I read thirteen books this year. Many were about the run-up to World War I, because I believe as the world currently re-arms and separates into warring camps, history is repeating itself a century later. I read several World War II histories, all battle histories, because I went to Normandy this year to visit the five D-Day beaches, perhaps the greatest military enterprise that was successfully (albeit with a frightenly slender margin for success) in world history. It literally changed world history. I believe that the short era of peace between the two world wars was merely an interregnum in a greater clash between governmental models, authoritative or liberal, and really, World War II was merely a continuation and the conclusion to World War I; and perhaps later history, if mankind survives this century, will treat the two great wars as one continuing worldwide war, sort of like the Hundred Years or the Thirty Years War.
Other than bellicose books pointing us towards our perhaps immediate future, I read a novel (literature), a play, and a antebellum civil war book--all had a political bent that point towards American peculiarities that have forged us as a world power, racism (slavery) and the power of propaganda and misspeak. Plus a couple of other books of interest to me.
Here are the top ten books I read this year in my estimation, in the order of how much they caused me to contemplate, deeply or otherwise. Several were scintillating to me (page turners) and others were a slog to get through.
1. The Fires of Jubilee--Nat Turner's Fierce Rebellion by Stephen Oates (1975). Terrorist or Freedom Fighter?
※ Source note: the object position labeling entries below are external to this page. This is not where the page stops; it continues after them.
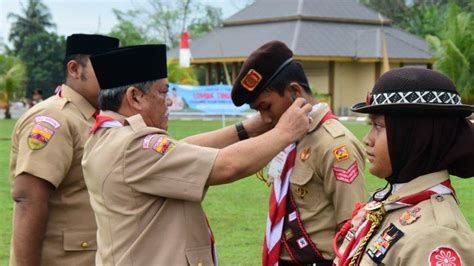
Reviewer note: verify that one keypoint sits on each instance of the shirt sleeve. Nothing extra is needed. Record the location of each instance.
(158, 165)
(45, 147)
(435, 246)
(342, 170)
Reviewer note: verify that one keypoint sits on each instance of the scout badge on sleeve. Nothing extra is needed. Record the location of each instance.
(384, 242)
(445, 256)
(341, 153)
(162, 145)
(346, 175)
(39, 137)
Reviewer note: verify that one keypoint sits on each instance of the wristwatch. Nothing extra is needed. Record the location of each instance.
(241, 132)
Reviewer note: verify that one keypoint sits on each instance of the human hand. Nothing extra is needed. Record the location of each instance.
(294, 123)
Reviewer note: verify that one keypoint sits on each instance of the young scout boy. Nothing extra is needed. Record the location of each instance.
(321, 177)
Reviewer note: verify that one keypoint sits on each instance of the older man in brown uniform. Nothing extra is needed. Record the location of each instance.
(326, 178)
(53, 222)
(145, 187)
2. Castles of Steel--Britain, Germany and the Winning of the Great War at Sea by Robert Massie (2003). This I considered to be a scintillating book (832 pages), especially the you-are-there lerngthy description of the Battle of Jutland, describing naval gunfire practically salvo by salvo.
3. Animal Farm by George Orwell (1946). Who could ever forget the image of stalwart, loyal Boxer being sent off to the glue factory by Napoleon when his usefulness was over as the other "free" animals watched helplessly in despair?
4. Inherit the Wind by Jerome Lawrence and Robert E. Lee (1955). The Scopes Trial in play-form (see: American racism).
5. Dreadnought--Britain, Germany and the Coming of the Great War by Robert Massie (1991). The steady drumbeat to a great war--especially chronicling the incompetent egotistical boob that was the Kaiser; the quoted foreign embassy dispatches often describe what a ridiculous strutting cock he was, shallow and a complete hindrance to old-style statesmanship and steady progress towards peaceful solutions--remind you of anyone constantly in the headlines currently?
6. Unbroken by Laura Hillenbrand (2010). The Louis Zamperini story of perseverance, survival and redemption, a true story set amidst the destruction and cruelty of World War II.
7. D-Day, the Battle for Normandy by Anthony Beever (2009). Apparently there are a few inaccuracies in this book but it provides an overview of the Allied assault upon Hitler's Fortress Europa and the 3-month slugging match between the Wehrmact and the Americans, British and Canadian forces before breakout in the Coentin Peninsula that followed the lodgment effected on June 6, 1944.
8. The Wehrmact's Last Stand--The German Campaigns of 1944-1945 by Robert M. Citino (2017). Like the Lost Cause, tough men fanatically defending a reprehensible regime.
9. Power at Sea--The Age of Navalism, 1890-1918 by Like A. Rose (2008). Two empires decline (France and Britain), several empires are vanquished (Austria-Hungary, the Ottoman Empire, and the German Empire for two decades), an empire is spawned (Japan), and an empire emerges (America).
10. The First World War by Hew Strachan (2003, 2013). World War I is an introduction to World War II and a presage to current times.